Pharmacological Inhibition of Caspase-1 Ameliorates Cisplatin-Induced Nephrotoxicity through Suppression of Apoptosis, Oxidative Stress, and Inflammation in Mice

Abstract EN

Caspase-1 is a proinflammatory caspase responsible for the proteolytic conversion of the precursor forms of interleukin-1β to its active form and plays an important role in the pathogenesis of various inflammatory diseases.

It was reported that genetic deficiency of caspase-1 prevented cisplatin-induced nephrotoxicity.

However, whether pharmacological inhibition of caspase-1 also has a preventive effect against cisplatin-induced kidney injury has not been evaluated.

In this study, we examined the effect of Ac-YVAD-cmk, a potent caspase-1-specific inhibitor, on renal function and histology in cisplatin-treated mice and explored its underlying mechanisms.

We found that administration of Ac-YVAD-cmk effectively attenuated cisplatin-induced renal dysfunction, as evidenced by reduced plasma levels of blood urea nitrogen and creatinine, and histological abnormalities, such as tubular cell death, dilatation, and cast formation.

Administration of Ac-YVAD-cmk inhibited caspase-3 activation as well as caspase-1 activation and attenuated apoptotic cell death, as assessed by terminal deoxynucleotidyl transferase-mediated dUTP nick-end labeling, in the kidneys of cisplatin-treated mice.

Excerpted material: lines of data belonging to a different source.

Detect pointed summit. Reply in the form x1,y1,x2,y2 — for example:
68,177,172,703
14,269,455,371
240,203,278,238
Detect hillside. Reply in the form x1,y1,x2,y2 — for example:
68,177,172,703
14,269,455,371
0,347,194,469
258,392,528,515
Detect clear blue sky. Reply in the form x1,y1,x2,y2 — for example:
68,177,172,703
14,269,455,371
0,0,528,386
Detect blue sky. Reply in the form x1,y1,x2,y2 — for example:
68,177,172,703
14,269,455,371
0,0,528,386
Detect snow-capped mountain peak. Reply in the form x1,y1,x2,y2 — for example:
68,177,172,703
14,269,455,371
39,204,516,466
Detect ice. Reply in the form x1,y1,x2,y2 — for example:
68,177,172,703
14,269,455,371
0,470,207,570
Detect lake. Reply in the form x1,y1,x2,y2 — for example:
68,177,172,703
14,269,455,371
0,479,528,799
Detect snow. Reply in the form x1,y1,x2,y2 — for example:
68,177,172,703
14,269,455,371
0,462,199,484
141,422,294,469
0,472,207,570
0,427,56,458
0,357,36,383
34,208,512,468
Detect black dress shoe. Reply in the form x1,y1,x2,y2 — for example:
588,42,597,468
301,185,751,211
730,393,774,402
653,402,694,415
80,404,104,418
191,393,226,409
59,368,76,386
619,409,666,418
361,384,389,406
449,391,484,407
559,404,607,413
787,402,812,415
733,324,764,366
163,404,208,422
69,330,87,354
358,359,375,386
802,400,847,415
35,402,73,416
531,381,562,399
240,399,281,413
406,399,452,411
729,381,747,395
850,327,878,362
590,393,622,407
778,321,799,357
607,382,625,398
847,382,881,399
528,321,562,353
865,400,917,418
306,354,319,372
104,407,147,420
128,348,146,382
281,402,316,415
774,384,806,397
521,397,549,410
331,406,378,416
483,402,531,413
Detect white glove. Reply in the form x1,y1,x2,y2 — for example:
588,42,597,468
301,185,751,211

Cisplatin-induced G2/M arrest of renal tubular cells was also reduced by caspase-1 inhibition.

In addition, administration of Ac-YVAD-cmk reversed increased oxidative stress and depleted antioxidant capacity after cisplatin treatment.

Moreover, increased macrophage accumulation and elevated expression of cytokines and chemokines were attenuated by caspase-1 inhibition.

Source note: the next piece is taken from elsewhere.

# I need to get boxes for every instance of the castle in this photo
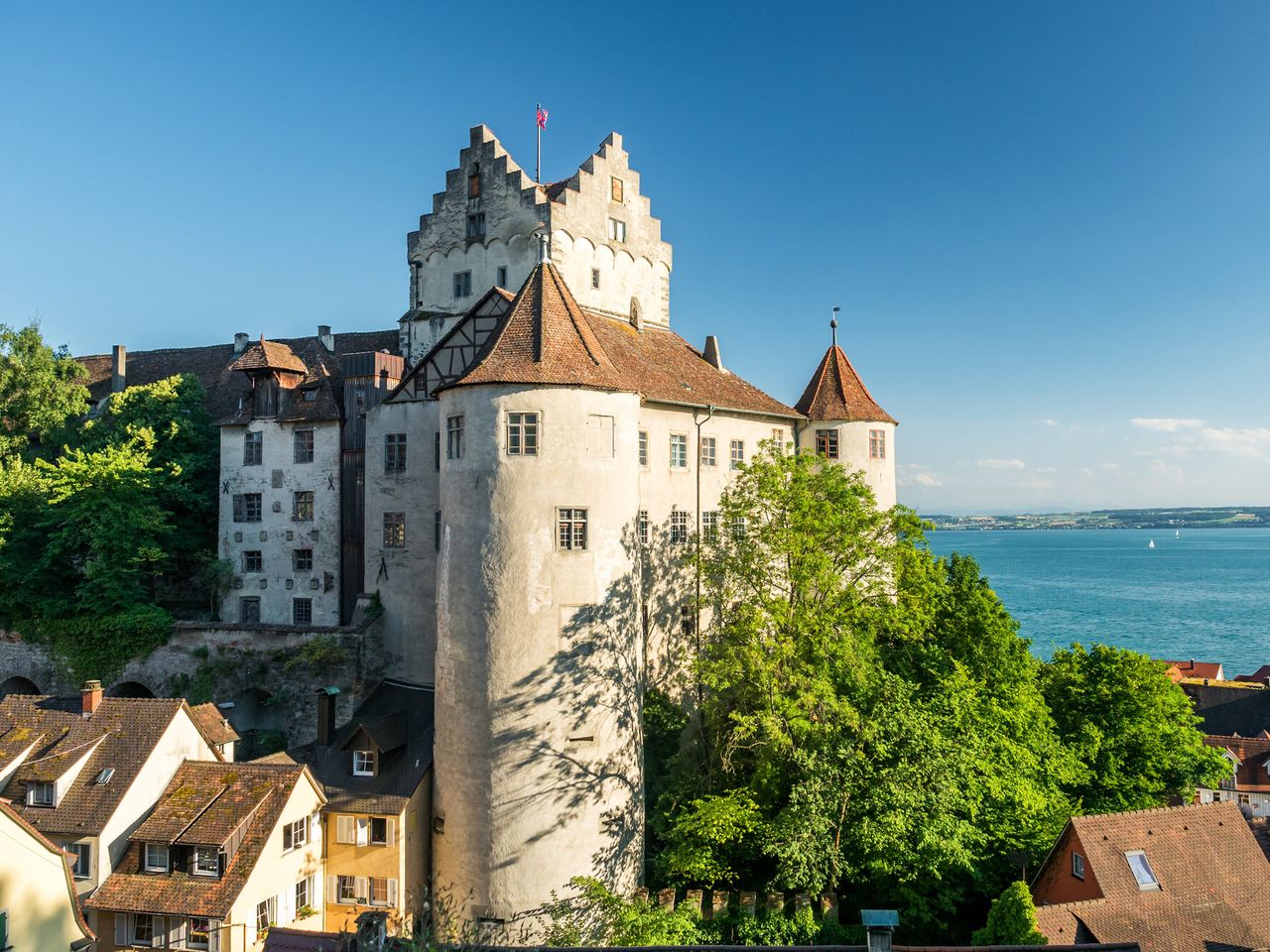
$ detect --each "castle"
[73,126,895,923]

Taken together, these results suggest that caspase-1 inhibition by Ac-YVAD-cmk protects against cisplatin-induced nephrotoxicity through inhibition of renal tubular cell apoptosis, oxidative stress, and inflammatory responses.

Our findings support the idea that caspase-1 may be a promising pharmacological target for the prevention of cisplatin-induced kidney injury.